Now i want to write my own parser in C, but I don't know how I get the tokens from the lexer. Do I have to include "lexer.c" an call yylex()? Then I have to return enum types instead of calling printf(). What is the best way to do this without using bison/yacc?

1
Isn't there really nice free GNU documentation for the GNU versions of these tools? I'm pretty sure there's also an O'Reilly book, which probably has an online version. (I'm posting this as a comment rather than an answer because I don't have references right off, but I seem to remember seeing them..)R.. GitHub STOP HELPING ICE

1 Answers

1
votes

You will need to expand that grammar before you are finished, but...

  • Yes, you will replace the printf() statements with appropriate return statements
  • (Or, more likely/better, keep the print statements and add return statements).
  • You will wrap the actions in '{ ... }' braces.
  • You will need to consider how you are going to communicate the token type and the token value back to your parser.
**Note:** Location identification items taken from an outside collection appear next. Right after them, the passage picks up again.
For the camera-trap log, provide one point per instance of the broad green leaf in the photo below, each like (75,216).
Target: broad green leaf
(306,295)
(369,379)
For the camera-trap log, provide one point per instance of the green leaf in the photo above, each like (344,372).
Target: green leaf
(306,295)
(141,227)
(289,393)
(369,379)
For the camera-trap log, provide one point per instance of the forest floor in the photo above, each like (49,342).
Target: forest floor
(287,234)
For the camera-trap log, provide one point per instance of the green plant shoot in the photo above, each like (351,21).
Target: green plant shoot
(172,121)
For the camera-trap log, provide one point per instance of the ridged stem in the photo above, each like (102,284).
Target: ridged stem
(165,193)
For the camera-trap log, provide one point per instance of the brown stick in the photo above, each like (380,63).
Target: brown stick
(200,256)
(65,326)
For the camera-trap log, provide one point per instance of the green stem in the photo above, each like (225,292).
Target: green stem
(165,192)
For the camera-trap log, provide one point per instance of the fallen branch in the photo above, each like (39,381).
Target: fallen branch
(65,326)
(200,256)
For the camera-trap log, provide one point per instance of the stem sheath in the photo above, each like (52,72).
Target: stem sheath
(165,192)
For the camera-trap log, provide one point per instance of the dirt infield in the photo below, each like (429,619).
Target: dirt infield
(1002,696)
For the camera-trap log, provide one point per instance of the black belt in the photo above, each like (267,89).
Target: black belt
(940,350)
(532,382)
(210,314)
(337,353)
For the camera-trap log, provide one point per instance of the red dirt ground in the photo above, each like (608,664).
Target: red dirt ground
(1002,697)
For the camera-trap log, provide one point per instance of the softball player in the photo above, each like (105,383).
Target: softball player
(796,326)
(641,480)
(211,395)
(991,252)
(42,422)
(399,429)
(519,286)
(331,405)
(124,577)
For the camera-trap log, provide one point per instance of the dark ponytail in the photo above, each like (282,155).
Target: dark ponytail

The standard way is to return the token type from yylex() - the function that is generated by Flex. There is a global variable, ylval, which can be used to convey the token value. You can control its type. Note that somewhere along the way, you will need to specify the token numbers (token types). That can be an enumeration or a series of #defines. Classically, the information is provided to the lexical analyzer by the parser. That is, Yacc provides a list of the token numbers that it expects to use, and the Flex uses those numbers (or, more accurately, you use those numbers in the return statements in the code generated by Flex).

To get the tokens from the lexer to your parser, you have to call yylex(); you usually compile that separately from your parser, though you probably could include its generated source into your parser file if you really wanted to.